We took off on time and I craned to look out of the window like a child. Everything was sharp and clear, the air pure, no hint of cloud, and I noted how new this experience was for humankind, the ability to see the earth laid out like this, and how complacent we were about it. Why were people reading magazines when there was all of this to see? Here were the mountains that I’d burrowed beneath just two hours before, there was Corsica, crisply outlined, a mossy green on blue. Then the Mediterranean was left behind and the desert plain unrolled; a desert in Europe. Spain seemed vast to me. No wonder they had once filmed Westerns there. What did it look like at ground level, I wondered, and would I ever find out? Now that I knew my journey was almost complete, the ability to travel seemed exciting again. I was not sure that I wanted to go home, even if I could.

Then a motorway, suburbs and a great sprawling city very far from water. An airport terminal like the set of a science-fiction film and then out into the thick air of the Spanish afternoon and into a taxi, the motorway to the city half abandoned, passing unpopulated building sites and new apartment blocks, not a human being to be seen. Madrid was unexpected to me. I had no guidebooks or maps, no knowledge or expectations. A corner of Paris could only be Paris, likewise New York or Rome. Madrid was harder to pin down, the buildings that lined the wide avenues a curious mix of eighties office blocks, grand residential palaces, stylish apartment buildings, all compacted together. That European passion for pharmacies was much in evidence, and a great deal of the city seemed as seventies as a lava lamp, while other buildings were absurdly ornate and grand. If Connie had been with me, she’d have named that style. Baroque? Was that right? Neo-baroque?

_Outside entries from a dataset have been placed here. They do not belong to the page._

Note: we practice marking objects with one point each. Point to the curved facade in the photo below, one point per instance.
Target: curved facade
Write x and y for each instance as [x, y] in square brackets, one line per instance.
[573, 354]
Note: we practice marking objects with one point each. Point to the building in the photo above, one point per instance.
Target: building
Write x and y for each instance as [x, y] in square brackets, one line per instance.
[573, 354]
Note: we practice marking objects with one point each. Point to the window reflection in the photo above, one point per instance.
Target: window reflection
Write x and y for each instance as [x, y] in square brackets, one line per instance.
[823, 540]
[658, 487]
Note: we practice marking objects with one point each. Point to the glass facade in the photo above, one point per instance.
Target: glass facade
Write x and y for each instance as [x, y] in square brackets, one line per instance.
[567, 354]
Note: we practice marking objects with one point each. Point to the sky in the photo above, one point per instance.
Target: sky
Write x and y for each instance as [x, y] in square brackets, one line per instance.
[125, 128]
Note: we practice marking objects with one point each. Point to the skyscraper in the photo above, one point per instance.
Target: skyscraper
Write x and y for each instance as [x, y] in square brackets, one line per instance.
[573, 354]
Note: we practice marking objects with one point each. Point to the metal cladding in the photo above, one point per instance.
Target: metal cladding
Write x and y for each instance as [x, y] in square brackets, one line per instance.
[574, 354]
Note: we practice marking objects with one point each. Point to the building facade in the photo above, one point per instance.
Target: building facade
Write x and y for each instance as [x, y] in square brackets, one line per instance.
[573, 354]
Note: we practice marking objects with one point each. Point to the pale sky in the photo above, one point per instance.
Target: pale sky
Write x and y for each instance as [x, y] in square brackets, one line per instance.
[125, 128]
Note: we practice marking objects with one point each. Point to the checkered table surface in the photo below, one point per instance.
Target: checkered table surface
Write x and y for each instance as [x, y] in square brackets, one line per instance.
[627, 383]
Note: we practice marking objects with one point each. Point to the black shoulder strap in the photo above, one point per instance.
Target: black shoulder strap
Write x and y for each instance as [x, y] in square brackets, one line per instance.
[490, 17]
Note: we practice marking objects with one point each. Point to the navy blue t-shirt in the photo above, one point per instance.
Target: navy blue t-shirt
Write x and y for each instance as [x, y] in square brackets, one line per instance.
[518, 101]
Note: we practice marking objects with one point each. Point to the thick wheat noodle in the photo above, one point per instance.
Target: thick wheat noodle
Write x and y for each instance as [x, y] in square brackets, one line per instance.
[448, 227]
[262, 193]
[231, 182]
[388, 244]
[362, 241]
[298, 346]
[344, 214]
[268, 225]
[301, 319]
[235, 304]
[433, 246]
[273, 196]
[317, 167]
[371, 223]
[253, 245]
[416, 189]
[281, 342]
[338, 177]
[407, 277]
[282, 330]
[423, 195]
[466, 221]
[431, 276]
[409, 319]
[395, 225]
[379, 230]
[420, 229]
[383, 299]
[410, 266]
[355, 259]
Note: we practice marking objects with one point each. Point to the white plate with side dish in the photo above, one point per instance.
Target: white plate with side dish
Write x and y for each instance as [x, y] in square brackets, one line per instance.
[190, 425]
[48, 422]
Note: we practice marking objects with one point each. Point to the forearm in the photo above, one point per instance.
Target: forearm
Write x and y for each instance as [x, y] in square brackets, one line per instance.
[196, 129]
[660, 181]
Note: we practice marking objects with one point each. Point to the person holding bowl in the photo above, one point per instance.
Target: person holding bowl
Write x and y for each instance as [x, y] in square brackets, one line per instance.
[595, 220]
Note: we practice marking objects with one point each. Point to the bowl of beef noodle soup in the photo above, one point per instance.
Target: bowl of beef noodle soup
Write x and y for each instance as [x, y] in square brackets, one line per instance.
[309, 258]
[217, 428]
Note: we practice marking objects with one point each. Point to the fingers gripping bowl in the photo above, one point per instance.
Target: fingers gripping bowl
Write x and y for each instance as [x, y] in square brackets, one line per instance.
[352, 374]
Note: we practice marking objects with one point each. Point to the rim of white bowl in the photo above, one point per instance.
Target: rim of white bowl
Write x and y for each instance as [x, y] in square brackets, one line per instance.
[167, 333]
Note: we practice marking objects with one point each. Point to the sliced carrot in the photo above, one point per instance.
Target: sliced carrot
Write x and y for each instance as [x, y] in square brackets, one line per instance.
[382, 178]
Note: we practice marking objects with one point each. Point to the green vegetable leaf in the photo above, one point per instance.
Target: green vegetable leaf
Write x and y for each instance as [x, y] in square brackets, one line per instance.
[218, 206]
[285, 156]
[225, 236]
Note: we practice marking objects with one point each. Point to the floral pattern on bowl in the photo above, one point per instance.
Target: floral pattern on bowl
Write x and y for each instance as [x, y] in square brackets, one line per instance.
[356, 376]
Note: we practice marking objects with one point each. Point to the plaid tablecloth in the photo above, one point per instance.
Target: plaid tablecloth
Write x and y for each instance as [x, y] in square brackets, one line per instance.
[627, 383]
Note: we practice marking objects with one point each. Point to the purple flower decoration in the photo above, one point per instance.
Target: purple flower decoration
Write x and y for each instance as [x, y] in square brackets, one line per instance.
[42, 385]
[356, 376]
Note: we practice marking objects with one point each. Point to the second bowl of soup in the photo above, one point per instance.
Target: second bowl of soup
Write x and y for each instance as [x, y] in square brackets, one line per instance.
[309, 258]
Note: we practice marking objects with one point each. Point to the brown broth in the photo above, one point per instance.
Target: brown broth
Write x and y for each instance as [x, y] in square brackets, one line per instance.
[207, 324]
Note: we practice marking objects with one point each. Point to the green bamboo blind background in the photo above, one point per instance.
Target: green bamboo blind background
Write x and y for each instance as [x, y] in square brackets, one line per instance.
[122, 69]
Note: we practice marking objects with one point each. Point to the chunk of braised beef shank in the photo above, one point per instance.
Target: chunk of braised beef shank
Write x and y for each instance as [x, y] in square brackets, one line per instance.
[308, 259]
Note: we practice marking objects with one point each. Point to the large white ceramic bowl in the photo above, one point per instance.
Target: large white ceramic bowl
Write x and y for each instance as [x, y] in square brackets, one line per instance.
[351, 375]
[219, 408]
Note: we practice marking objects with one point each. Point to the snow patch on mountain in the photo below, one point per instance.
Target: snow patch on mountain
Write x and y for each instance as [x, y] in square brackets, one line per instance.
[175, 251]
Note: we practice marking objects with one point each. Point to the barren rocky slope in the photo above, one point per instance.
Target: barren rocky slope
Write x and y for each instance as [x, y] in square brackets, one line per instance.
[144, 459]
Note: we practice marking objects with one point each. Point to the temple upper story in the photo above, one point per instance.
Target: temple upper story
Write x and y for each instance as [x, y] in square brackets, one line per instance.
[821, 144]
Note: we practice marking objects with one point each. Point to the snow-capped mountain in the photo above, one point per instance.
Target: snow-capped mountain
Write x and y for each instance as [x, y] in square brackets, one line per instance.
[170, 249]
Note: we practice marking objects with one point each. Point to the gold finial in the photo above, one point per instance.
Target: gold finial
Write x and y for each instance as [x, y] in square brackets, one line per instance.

‘What is this?’ I asked my taxi-driver, pointing to an intricately carved palace, the crystalline white of cake icing.

‘Post office,’ said the driver, and I tried to imagine anyone buying a book of stamps there. ‘Over there,’ he pointed through the trees of a formal park towards a peach-coloured neo-classical building (Connie, is that right? Neo-classical?) ‘this is the Prado. Very famous, very beautiful. Velázquez, Goya. You must go.’